For each gene in the height-related subnetworks, the drug-phenotype relationship was inferred by multiplying the assigned values of “drug-gene relationship” and “gene-phenotype relationship”. There were four possibilities to show the logic of how we inferred the drug/ligand effect, i.e., “drug-gene relationship” × “gene-phenotype relationship” = “drug-phenotype relationship”: (1) + 1 × + 1 = + 1; (2) + 1 × − 1 = − 1; (3) -1 × + 1 = − 1; and (4) -1 × − 1 = + 1. A final value of + 1 suggests that the drug may enhance or exacerbate the phenotype of interest, and a final value of − 1 suggests that the drug may alleviate, diminish, or inhibit the phenotype of interest. The repositioning analysis revolved around genes in height-related subnetworks, and drugs/ligands were selected which possibly targeted those genes with a calculated value (drug-phenotype relationship) of + 1 only, as this meant that the selected drugs/ligands possibly enhanced the phenotype of interest (i.e., height) and therefore was a potential candidate for repurposing to FSS.
Gene ontology (GO) biological process (BP) terms and Kyoto encyclopedia of genes and genomes (KEGG) pathway over-representation analysis (ORA)
Height-related subnetwork genes were subjected to a GO analysis  to assess their enrichment in BP terms. The enrichment test was performed using “weight01” implemented in the R topGO package. Moreover, the KEGG ORA test was performed using the R clusterProfiler package. The Benjamini-Hochberg (BH) method was applied for multiple test corrections.

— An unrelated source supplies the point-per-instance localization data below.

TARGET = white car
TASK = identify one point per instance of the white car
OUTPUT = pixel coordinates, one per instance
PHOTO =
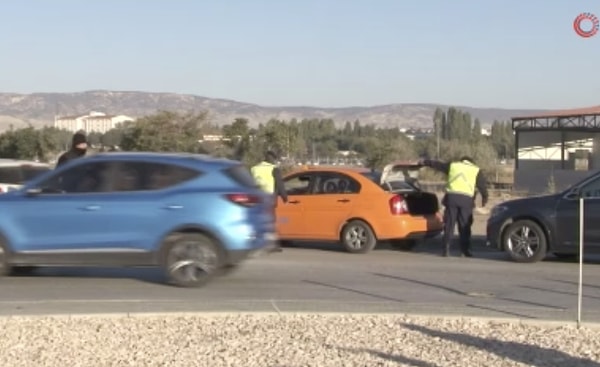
(14, 172)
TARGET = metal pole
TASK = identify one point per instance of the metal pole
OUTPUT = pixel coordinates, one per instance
(580, 283)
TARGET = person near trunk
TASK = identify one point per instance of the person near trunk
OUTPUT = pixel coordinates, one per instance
(78, 149)
(269, 178)
(464, 179)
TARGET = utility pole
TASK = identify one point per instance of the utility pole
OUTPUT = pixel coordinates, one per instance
(437, 139)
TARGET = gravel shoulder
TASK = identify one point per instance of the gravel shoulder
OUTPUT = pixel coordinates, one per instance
(291, 340)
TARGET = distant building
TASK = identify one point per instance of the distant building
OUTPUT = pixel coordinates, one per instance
(93, 122)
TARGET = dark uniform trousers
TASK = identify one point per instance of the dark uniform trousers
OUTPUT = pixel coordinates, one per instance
(458, 210)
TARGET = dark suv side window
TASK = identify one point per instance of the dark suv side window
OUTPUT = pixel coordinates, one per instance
(146, 176)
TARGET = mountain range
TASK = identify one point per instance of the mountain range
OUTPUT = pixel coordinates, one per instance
(39, 109)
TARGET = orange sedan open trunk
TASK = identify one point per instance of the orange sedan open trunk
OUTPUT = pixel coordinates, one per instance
(358, 207)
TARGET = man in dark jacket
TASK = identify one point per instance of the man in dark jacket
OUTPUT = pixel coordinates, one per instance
(464, 178)
(78, 149)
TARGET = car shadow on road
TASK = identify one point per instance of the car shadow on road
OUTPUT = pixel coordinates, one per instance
(397, 358)
(351, 290)
(467, 294)
(575, 284)
(528, 354)
(146, 275)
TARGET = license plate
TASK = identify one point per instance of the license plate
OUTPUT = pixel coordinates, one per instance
(271, 236)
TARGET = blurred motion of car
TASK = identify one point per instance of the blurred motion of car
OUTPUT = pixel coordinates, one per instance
(529, 228)
(14, 173)
(358, 207)
(193, 215)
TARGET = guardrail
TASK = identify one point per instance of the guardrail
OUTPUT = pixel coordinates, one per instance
(494, 189)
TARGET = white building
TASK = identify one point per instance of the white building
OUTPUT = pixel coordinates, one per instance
(93, 122)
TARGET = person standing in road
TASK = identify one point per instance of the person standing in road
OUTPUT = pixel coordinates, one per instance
(268, 176)
(78, 149)
(464, 178)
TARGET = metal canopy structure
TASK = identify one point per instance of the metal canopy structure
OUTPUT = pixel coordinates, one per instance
(574, 120)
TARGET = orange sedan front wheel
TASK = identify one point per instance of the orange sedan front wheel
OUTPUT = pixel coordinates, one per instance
(358, 237)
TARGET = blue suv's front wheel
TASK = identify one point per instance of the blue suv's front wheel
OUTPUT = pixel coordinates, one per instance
(190, 259)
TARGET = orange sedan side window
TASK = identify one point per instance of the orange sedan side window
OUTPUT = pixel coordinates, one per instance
(335, 183)
(298, 185)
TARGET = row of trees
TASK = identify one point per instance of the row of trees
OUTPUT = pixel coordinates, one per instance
(455, 133)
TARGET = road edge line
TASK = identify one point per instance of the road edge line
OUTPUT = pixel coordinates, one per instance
(215, 314)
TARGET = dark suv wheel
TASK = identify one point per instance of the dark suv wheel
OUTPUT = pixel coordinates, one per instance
(525, 241)
(190, 259)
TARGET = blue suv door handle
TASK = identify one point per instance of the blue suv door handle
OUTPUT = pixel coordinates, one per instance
(173, 207)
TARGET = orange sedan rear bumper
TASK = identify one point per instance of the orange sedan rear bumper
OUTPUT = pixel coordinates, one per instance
(408, 227)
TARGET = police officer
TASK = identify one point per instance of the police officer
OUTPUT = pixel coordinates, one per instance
(464, 178)
(268, 177)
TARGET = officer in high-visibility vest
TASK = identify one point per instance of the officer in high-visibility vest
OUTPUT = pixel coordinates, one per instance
(268, 177)
(464, 180)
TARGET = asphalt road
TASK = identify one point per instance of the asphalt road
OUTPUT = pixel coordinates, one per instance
(322, 278)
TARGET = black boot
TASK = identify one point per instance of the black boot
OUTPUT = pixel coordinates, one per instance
(465, 252)
(446, 251)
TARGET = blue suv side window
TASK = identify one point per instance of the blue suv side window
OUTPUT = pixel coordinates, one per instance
(83, 178)
(144, 176)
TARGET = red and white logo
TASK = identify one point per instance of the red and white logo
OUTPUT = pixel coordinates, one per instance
(586, 25)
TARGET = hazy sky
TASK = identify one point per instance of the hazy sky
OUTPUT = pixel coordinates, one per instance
(493, 53)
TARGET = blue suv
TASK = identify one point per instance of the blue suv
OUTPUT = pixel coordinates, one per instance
(193, 215)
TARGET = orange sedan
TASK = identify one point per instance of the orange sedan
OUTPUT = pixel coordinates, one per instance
(358, 207)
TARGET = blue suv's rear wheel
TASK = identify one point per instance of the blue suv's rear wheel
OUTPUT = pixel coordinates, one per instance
(190, 259)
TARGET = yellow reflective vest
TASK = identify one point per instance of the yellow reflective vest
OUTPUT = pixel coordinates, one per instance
(263, 174)
(462, 178)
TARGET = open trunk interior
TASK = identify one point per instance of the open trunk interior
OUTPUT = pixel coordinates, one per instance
(421, 203)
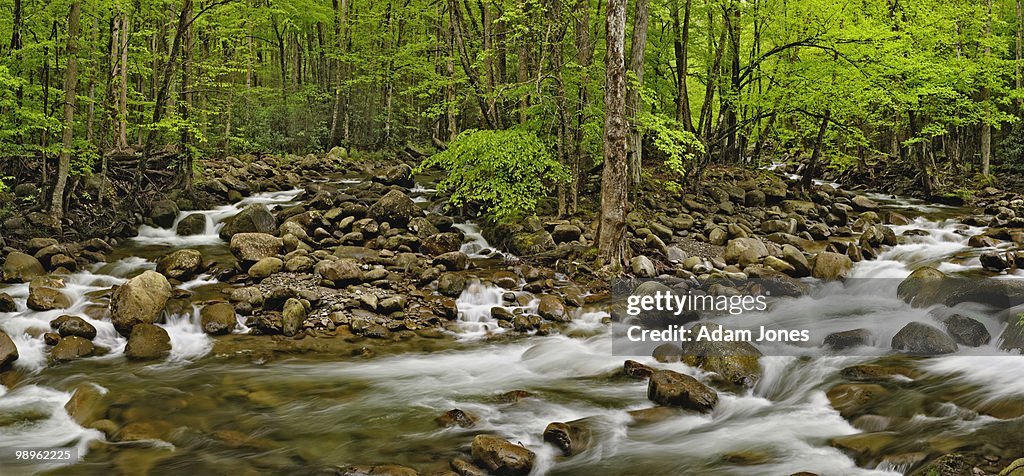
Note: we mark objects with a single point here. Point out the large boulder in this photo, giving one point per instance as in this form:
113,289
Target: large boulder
501,457
44,294
292,316
395,208
967,331
139,300
921,338
440,243
828,265
7,303
265,267
255,218
670,388
194,223
744,251
147,342
251,248
340,271
8,351
735,363
164,213
20,267
181,264
217,318
551,308
400,175
71,348
925,287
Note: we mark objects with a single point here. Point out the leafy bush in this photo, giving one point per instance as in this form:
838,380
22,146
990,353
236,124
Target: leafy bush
505,170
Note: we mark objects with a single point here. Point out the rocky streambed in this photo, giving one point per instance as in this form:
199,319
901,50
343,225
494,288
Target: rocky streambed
346,325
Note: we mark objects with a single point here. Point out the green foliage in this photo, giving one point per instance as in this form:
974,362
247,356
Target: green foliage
679,146
505,170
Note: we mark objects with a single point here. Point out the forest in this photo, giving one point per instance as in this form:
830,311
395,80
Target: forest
930,86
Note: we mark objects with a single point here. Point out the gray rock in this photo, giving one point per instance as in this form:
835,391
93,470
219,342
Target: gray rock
967,331
920,338
255,218
501,457
674,389
140,300
147,342
181,264
163,213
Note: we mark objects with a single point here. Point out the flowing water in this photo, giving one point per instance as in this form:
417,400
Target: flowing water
295,415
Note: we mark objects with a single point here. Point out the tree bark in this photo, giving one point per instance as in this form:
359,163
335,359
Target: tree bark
682,40
611,230
633,105
71,84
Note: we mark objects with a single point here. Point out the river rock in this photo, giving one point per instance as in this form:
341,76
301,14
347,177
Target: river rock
642,266
925,287
87,403
552,308
921,338
735,363
164,212
967,331
44,294
139,300
292,316
564,232
849,339
264,267
530,243
744,251
255,218
1014,469
674,389
453,261
451,284
251,248
501,457
456,418
74,326
147,342
194,223
71,348
400,175
376,470
441,243
181,264
20,267
218,318
863,204
8,351
395,208
571,438
340,271
7,303
828,265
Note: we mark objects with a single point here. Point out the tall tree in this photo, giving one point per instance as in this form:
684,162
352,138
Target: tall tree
614,181
71,84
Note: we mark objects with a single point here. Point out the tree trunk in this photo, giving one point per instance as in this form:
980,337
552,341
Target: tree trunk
812,166
611,230
682,40
633,105
585,57
986,127
71,83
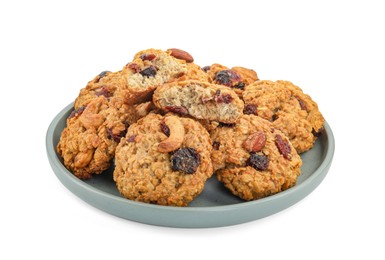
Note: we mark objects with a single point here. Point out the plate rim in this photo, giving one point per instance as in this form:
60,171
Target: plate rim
322,169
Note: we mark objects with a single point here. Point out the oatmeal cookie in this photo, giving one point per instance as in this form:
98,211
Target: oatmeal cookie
88,142
253,159
236,78
148,70
200,100
105,84
290,110
163,160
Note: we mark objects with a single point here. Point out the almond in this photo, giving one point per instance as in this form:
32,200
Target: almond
255,142
182,55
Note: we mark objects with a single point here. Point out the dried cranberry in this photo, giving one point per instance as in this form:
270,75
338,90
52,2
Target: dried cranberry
206,68
186,160
250,109
134,67
77,112
131,139
283,146
148,72
177,110
257,161
116,137
147,56
227,77
216,145
240,86
220,98
226,125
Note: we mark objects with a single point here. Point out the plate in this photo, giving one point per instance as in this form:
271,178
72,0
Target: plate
214,207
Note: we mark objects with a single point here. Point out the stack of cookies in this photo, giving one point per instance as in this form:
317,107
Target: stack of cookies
166,125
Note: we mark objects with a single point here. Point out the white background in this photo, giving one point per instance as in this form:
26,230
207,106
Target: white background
334,50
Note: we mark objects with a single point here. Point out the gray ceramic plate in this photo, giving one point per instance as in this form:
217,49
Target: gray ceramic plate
214,207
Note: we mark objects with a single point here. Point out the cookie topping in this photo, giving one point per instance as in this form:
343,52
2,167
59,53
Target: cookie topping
206,68
103,91
227,77
250,109
186,160
317,133
147,56
301,103
177,110
283,147
102,74
116,137
222,98
257,161
131,139
77,112
182,55
220,124
148,72
216,145
240,85
134,67
164,128
175,139
255,142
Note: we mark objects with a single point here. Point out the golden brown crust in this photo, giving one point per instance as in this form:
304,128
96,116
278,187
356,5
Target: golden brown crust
290,110
87,144
200,100
277,169
143,173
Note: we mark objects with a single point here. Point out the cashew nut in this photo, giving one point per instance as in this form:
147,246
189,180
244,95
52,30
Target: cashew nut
174,141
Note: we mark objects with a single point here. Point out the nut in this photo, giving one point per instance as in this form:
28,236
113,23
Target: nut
182,55
174,141
83,159
90,118
283,147
255,142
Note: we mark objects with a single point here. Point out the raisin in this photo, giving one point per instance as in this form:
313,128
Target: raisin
250,109
301,103
317,133
77,112
240,86
147,56
134,67
117,137
177,110
102,75
164,128
257,161
216,145
226,77
186,160
206,68
148,72
283,147
220,98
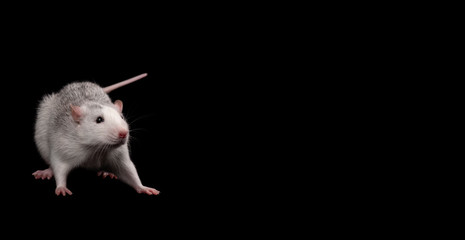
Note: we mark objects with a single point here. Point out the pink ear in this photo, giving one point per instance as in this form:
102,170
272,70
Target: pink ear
76,112
119,105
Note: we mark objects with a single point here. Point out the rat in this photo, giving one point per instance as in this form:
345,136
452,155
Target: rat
79,126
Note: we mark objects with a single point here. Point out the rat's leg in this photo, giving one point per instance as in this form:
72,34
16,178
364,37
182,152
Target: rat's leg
126,171
61,170
43,174
105,174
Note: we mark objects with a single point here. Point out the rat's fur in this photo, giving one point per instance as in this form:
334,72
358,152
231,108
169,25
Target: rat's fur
67,135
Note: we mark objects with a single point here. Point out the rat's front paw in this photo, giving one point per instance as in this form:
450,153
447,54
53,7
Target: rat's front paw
63,191
148,191
43,174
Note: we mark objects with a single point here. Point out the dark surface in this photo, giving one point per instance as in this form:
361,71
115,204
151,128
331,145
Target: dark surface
196,137
179,113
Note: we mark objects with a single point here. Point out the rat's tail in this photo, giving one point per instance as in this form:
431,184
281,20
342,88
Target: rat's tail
123,83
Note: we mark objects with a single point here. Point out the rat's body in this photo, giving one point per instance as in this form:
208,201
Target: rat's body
80,127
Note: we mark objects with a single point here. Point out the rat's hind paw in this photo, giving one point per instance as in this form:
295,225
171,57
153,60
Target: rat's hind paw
148,191
43,174
105,174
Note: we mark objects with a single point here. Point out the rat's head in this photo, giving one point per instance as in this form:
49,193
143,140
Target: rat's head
98,124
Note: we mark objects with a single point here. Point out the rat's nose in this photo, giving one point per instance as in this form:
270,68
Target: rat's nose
122,133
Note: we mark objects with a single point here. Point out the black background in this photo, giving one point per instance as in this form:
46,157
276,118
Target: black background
197,136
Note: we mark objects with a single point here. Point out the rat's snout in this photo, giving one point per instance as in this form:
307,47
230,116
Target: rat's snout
122,133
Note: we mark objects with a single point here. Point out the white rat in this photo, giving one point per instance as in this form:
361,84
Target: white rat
80,127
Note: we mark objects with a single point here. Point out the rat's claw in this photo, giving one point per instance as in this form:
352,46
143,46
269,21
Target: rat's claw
63,191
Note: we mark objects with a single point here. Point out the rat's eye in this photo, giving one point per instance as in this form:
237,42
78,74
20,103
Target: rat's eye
99,120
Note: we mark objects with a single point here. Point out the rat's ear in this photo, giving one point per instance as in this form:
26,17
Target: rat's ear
76,112
119,105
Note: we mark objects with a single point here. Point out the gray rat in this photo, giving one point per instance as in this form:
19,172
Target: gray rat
80,126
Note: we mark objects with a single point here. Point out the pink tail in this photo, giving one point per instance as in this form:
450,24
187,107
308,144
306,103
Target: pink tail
123,83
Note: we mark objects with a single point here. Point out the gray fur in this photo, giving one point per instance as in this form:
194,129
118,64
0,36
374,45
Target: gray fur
66,143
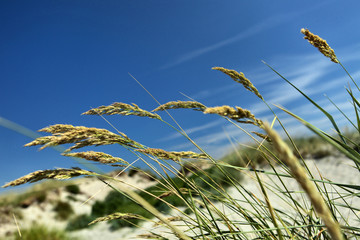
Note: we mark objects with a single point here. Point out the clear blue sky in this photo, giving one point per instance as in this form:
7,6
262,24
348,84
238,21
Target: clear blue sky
60,58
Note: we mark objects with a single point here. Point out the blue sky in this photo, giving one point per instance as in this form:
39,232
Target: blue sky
60,58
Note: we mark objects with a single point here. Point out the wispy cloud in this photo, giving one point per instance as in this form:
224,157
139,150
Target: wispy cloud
255,29
315,76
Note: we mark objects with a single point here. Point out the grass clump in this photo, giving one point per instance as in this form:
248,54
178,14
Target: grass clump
197,200
63,210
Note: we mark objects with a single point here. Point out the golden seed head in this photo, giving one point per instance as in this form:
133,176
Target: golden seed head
122,109
240,78
180,104
81,137
320,44
60,173
97,157
263,136
235,114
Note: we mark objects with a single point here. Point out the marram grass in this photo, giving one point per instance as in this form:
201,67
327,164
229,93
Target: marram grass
196,203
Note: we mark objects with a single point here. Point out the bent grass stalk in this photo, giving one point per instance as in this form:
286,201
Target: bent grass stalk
203,191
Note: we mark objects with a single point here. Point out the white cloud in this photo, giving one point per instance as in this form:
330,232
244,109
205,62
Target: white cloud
255,29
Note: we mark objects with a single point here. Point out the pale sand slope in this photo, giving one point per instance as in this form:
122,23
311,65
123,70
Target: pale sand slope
337,169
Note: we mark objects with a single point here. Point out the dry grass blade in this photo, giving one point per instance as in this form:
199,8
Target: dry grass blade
122,109
320,44
181,104
175,156
61,173
263,136
240,78
115,216
299,173
97,157
81,137
235,114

Statistical and bioinformatics analysis
All in-house statistical and bioinformatics scripts for drug repositioning analysis were written in R language (https://www.r-project.org/). Gene symbols from different sources were unified using the R HGNChelper package. The conversion between gene symbols, Entrez Gene ID, and Ensembl Stable ID was performed using the R clusterProfiler package. The networks were illustrated using the R igraph package utilizing the Fruchterman-Reingold (FR) algorithm.